DENVER — A bill aimed at improving Colorado’s air passed its first committee test on Wednesday.
Senate Bill 23-016 does everything from offering tax credits on electric lawn equipment to setting new deadlines for greenhouse gas reductions.
“We need to do our part to make sure we avoid the climate crisis that will be coming if we don’t reduce emissions,” said Sen. Chris Hansen, D – Denver, the bill’s prime sponsor.
The bill would, among other things:
- Require big insurance companies and the Public Employees’ Retirement Association to complete an annual climate risk disclosure on their investments
- Specify that wastewater thermal energy equipment is a type of pollution control device
- Authorize the Colorado Oil and Gas Conservation Commission to regulate certain injection wells that the federal government currently regulates
- Modify how fixed bill credits are calculated for community solar gardens
- Require local government to expedite reviews of land use applications to renovate transmission lines.
Part of the bill could also result in some savings for consumers by offering a 30% tax credit for people who buy electric lawnmowers, leaf blowers, snow blowers and other lawn equipment. Customers would immediately be offered the discount at the register, and then the companies selling the equipment would file for the tax credit.

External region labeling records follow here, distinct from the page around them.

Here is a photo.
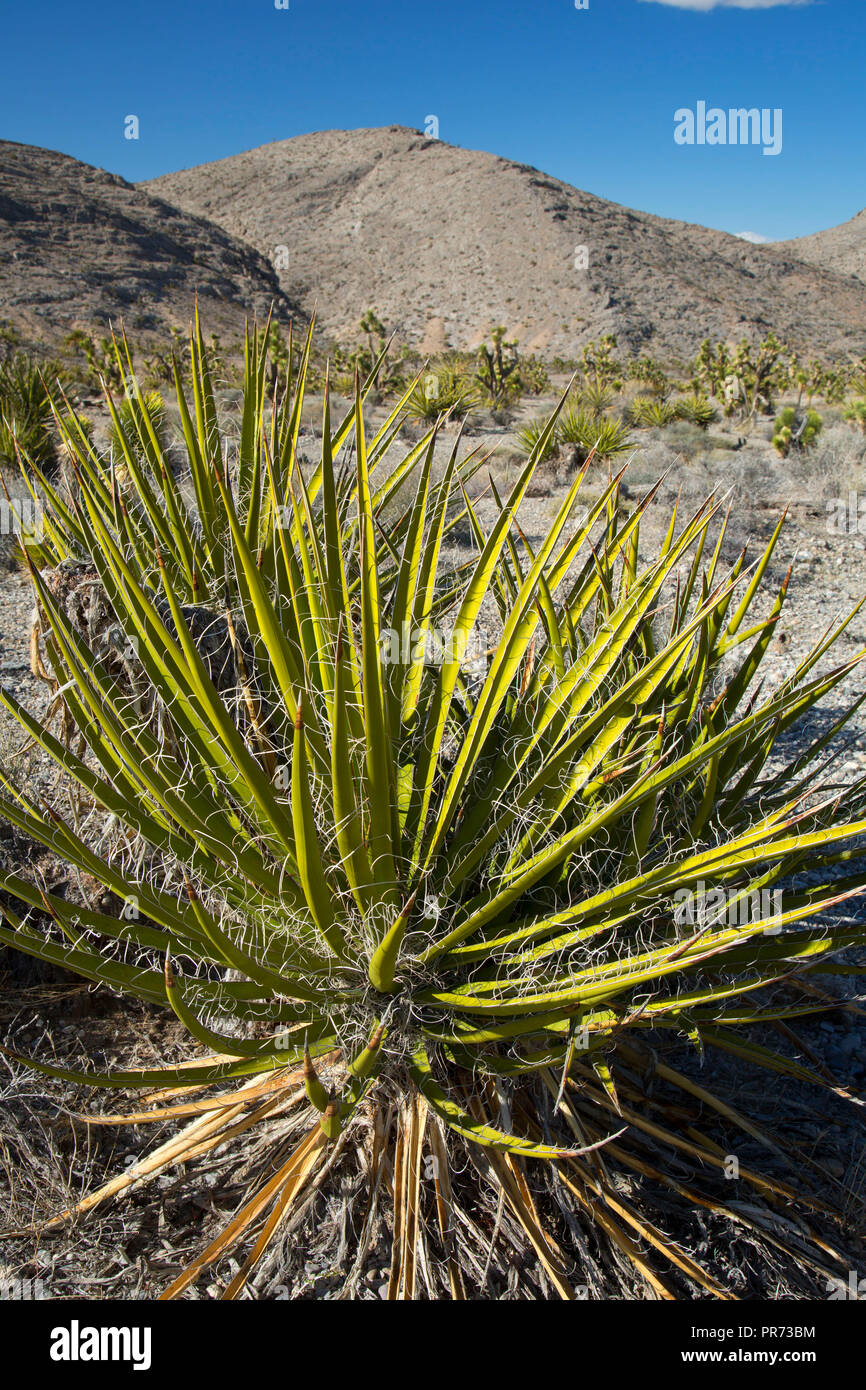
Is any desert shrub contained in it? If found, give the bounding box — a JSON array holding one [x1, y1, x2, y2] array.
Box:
[[0, 319, 866, 1298], [842, 400, 866, 434], [557, 406, 631, 464], [0, 353, 56, 470], [575, 381, 616, 416], [626, 396, 677, 430], [520, 356, 550, 396], [773, 406, 823, 459], [514, 420, 559, 463], [407, 367, 477, 421], [108, 391, 165, 457], [475, 325, 523, 406], [674, 396, 719, 430]]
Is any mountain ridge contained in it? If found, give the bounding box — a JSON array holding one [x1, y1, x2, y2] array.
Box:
[[143, 126, 866, 359]]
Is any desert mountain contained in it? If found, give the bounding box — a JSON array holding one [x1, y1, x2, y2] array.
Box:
[[776, 207, 866, 284], [145, 126, 866, 360], [0, 140, 301, 350]]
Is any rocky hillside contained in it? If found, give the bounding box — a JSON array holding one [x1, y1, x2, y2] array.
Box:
[[0, 140, 300, 343], [776, 207, 866, 284], [145, 126, 866, 360]]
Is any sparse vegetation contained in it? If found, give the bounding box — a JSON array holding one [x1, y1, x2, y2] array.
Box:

A similar bill failed in the legislature last year when lawmakers reached the end of the session.
“We’re not taking anybody’s mower away, but we do want to incentivize people to make the switch,” Hansen said.
Though they are small in size, gas-powered lawn equipment emit a lot of pollution into the environment.
“Pound for pound, gas-powered lawn mowers and leaf blowers produce a lot more ozone-forming emissions even than the cars and trucks we drive,” said Kirsten Schatz, clean air advocate for the Colorado Public Interest Research Group (COPIRG).
Utah Clean Air found that a person using their snow blower for roughly eight hours over the course of the winter season is the equivalent to driving a car from Los Angeles to Miami in terms of pollution. Meanwhile, the California Air Resources Board found that operating a lawn mower for one hour results in as much ozone-forming emissions as driving a compact car 300 miles, or from Colorado Springs to Grand Junction.
That’s because small lawn equipment doesn’t have the same filtration system as cars.
“They’re spewing a lot of these ozone-forming pollution and other pollution straight at you while you’re out there clearing your sidewalks and your driveway, and that’s not anything that anybody wants to be breathing in,” Schatz said.
COPIRG supports SB 23-016 because of its incentive program and says this electric equipment will be cheaper for consumers and easier to maintain in the long run because they don’t require gasoline.
The group estimates a complete transition away from gas-powered equipment will result in achieving one-fifth of the amount of ozone reductions the state needs to make to meet United States Environmental Protection Agency (EPA) air quality standards.
Another part of the bill would update the clean air standards for the state and set new deadlines to reach them. Right now, Colorado law calls for the state to reduce its greenhouse gas emissions by 50% in 2030 and 90% in 2050.
“I really feel like those need to be updated to reflect the latest science,” Hansen said.
SB 23-016 calls for the new target to be 100% reduction by 2050. Hansen admits there would still be emissions, but it would be offset in different ways.
“It also sets interim targets. So right now, we have nothing in statute between 2030 and 2050, no milestones along the way. This bill would fill that in with targets of 65% by 2035, 80% in 2040 and 90% in 2045,” Hansen said.
The aim of all these deadlines is to keep the state on track to hit its ultimate goal.
However, business groups are concerned with the idea and what it would take to reach the new goals. Rachel Beck, executive director of the Colorado Competitive Council, says industries already worked with lawmakers in recent years to come to a compromise on the current target dates, and speeding up the timeline could be expensive.
“We are talking about massive infrastructure projects, and these things don’t turn on a dime. We’re talking millions, maybe even billions, of dollars, and years, or even decades, to change these kinds of infrastructure projects,” Beck said. “The results of this bill will be an increase to residential utility bills, small business utility bills at a time when no one can afford to pay one penny more.”
Beck insists that business groups are already onboard with making the clean energy transition and are taking serious steps in that direction. However, she says moving the goalposts when a compromise was just reached on the current target dates is not only unfair but could also put a lot of investments at risk with the uncertainty.
Beyond that, Beck says the technology to achieve these ambitious goals still needs to catch up.
“Industries will be able to meet these goals at varying degrees of speed, depending on where that technology is. And if we legislate in advance of that technology, that’s not going to be effective,” she said.
Hansen disagrees, saying the reason utility bills are so high right now is because of natural gas prices and last year’s cold snap that customers are having to pay for. He insists that speeding up the target dates is achievable and will lower costs for consumers in the long run because utility costs won’t be as susceptible to volatility in the oil and gas market.
The bill passed its first committee test Wednesday and will continue through the legislative process.